Михална пошла провожать на остановку Ритиного мужа. Вера сунула ему пакет с беляшами: «Это для Риточки». Как бы не так, думал Никита. Риточка вполне себе обойдётся. Впрочем, беляш он ей оставит. Или два. Он же не чужой, муж всё-таки. Любит всё-таки.
Размышляя о том, как сильно он любит жену, Никита уплетал горячий беляш, обжигаясь и сглатывая воздух, чтобы во рту стало попрохладней. Начинка таяла во рту. По салону автобуса плыл аромат жаренного в кипяшем подсолнечном масле теста, но никто из пассажиров не возражал.
Глава 36. Те же и другие лица
Крик отнимал силы, и Невидимка заставил себя молчать. Он был молодым и сильным. И очень хотел жить. Умереть, зная, что девчонка на том берегу радуется его гибели, может, даже смеётся?! Стиснув зубы от злости, он дотянулся до голубого шарфика, окунул в воду, отжал, завязал на конце скользящую петлю-удавку и попытался забросить на торчащий поблизости хилый кустик. Кусты в болоте не растут, значит там, в трёх шагах, которых ему не сделать, настоящая земля!
Шарфик был слишком коротким, петля соскальзывала, размахнуться не получалось, а ноги всё глубже уходили в бездонную вязкую жуть. В отчаянном рывке ему удалось заарканить росшую у самой воды длинную ветку. Невидимка затянул петлю, наклонил ветку, ухватился за неё и осторожно потянул себя из липкой жижи к спасительному кусту.

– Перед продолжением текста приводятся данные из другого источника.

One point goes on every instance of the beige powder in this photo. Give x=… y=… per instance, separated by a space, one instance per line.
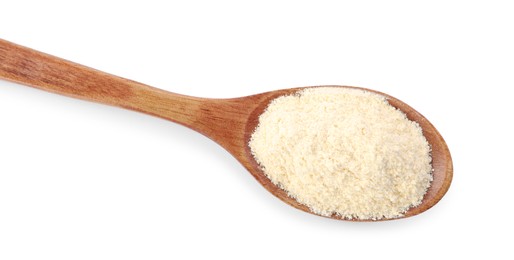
x=343 y=151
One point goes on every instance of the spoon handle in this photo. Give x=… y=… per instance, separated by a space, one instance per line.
x=33 y=68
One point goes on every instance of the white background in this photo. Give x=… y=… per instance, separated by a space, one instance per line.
x=80 y=180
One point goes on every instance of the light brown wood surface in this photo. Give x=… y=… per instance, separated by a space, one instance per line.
x=229 y=122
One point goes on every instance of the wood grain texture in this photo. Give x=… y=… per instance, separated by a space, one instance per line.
x=229 y=122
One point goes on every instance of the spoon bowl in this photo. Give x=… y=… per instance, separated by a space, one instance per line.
x=229 y=122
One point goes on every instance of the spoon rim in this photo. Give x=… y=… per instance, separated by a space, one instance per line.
x=442 y=165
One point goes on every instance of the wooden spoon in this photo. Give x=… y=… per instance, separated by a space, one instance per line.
x=229 y=122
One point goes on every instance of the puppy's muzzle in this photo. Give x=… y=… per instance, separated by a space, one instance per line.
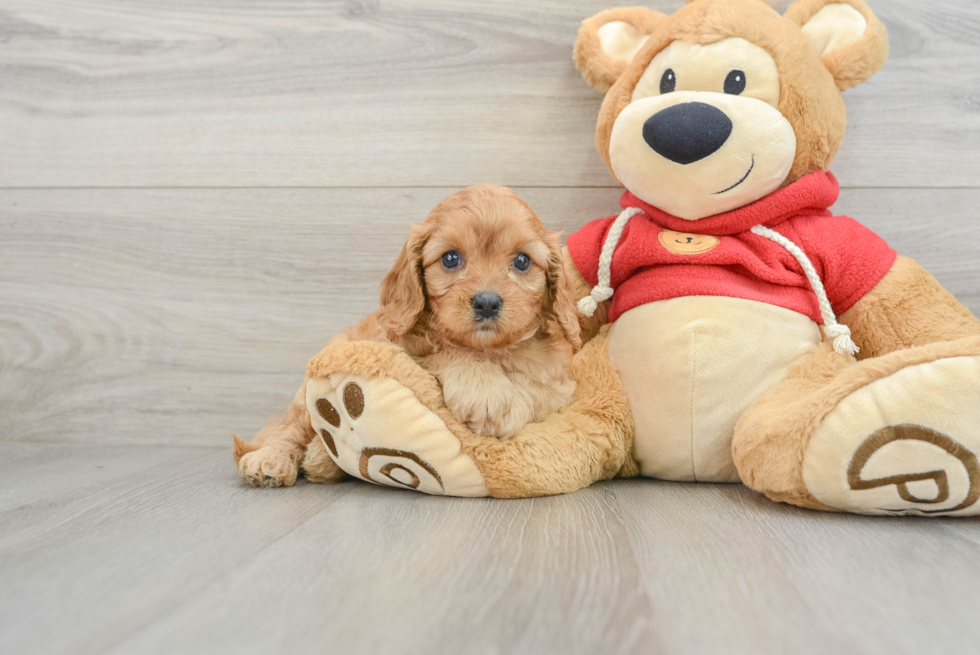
x=688 y=132
x=486 y=305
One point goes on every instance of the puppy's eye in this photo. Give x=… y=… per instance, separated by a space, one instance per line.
x=522 y=262
x=735 y=83
x=450 y=260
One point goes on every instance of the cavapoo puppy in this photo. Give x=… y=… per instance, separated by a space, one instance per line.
x=479 y=297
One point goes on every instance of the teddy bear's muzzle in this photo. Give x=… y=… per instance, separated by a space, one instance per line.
x=688 y=132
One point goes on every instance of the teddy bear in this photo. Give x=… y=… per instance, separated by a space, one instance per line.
x=737 y=330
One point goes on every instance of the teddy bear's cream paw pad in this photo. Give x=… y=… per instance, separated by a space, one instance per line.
x=377 y=430
x=905 y=444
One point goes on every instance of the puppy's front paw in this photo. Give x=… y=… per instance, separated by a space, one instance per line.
x=268 y=468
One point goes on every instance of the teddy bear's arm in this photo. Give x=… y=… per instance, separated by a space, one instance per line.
x=590 y=325
x=907 y=308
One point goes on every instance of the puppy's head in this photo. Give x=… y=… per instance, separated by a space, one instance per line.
x=482 y=272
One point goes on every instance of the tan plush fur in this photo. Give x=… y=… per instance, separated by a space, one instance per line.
x=907 y=308
x=810 y=98
x=498 y=374
x=587 y=441
x=773 y=434
x=598 y=69
x=906 y=320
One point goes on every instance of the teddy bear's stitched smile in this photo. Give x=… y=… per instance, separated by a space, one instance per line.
x=744 y=177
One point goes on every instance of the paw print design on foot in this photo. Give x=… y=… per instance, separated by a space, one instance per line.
x=908 y=443
x=376 y=428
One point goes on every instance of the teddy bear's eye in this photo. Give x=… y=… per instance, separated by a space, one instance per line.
x=735 y=82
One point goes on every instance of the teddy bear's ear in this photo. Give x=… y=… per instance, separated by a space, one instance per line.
x=849 y=39
x=607 y=42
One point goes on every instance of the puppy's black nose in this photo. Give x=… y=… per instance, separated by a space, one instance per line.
x=687 y=133
x=486 y=305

Земляной островок оказался небольшим: голова нависала над водой, а ноги оставались в ледяной жиже. Невидимка повернулся на бок, подтянул ноги к животу, уткнулся лицом в мокрую траву и ощутил идущий от неё ледяной холод. Вдохнул всей грудью пахнущий болотом воздух. Как же это здорово – лежать на твёрдой земле и дышать, не боясь, что в лёгкие польётся вонючая жижа.
Он отдохнёт немного, выйдет на берег, разведёт костёр, высушит одежду и согреется. Девчонку уже не догнать, да бог с ней, пусть живёт, девчонка не главное. Главное – чтобы он, Валерка Варягин, тоже жил. Грелся у жаркого костра. Читал о себе в газетах. Скользил по лесу невидимкой, преследуя ни о чём не подозревающую жертву. Убивал, глядя в расширенные страхом глаза, слушая последние, захлёбывающиеся кровью вздохи.
Покидать островок не хотелось. Он колотил рёбрами ладоней по потерявшим чувствительность ногам и думал о девчонке, которая, наверное, всё-таки утонула – там, где висел на стебле осоки её голубой шарфик. Иначе бы вернулась и забрала. Она сама выбрала свою смерть. Болото стало её могилой. Думать об этом было приятно.
Пока он собирался с силами, на болото опустился волглый туман, шевелил ледяными пальцами волосы на голове, вползал в ноздри сырым холодом.
Невидимка отвязал от куста девчонки шарфик, сунул в карман, огляделся, соображая, в какую сторону идти. Туман лениво наползал на островок, всасывал безгубым ртом озерца воды, слизывал кочки жадным белым языком, прятал близкий берег.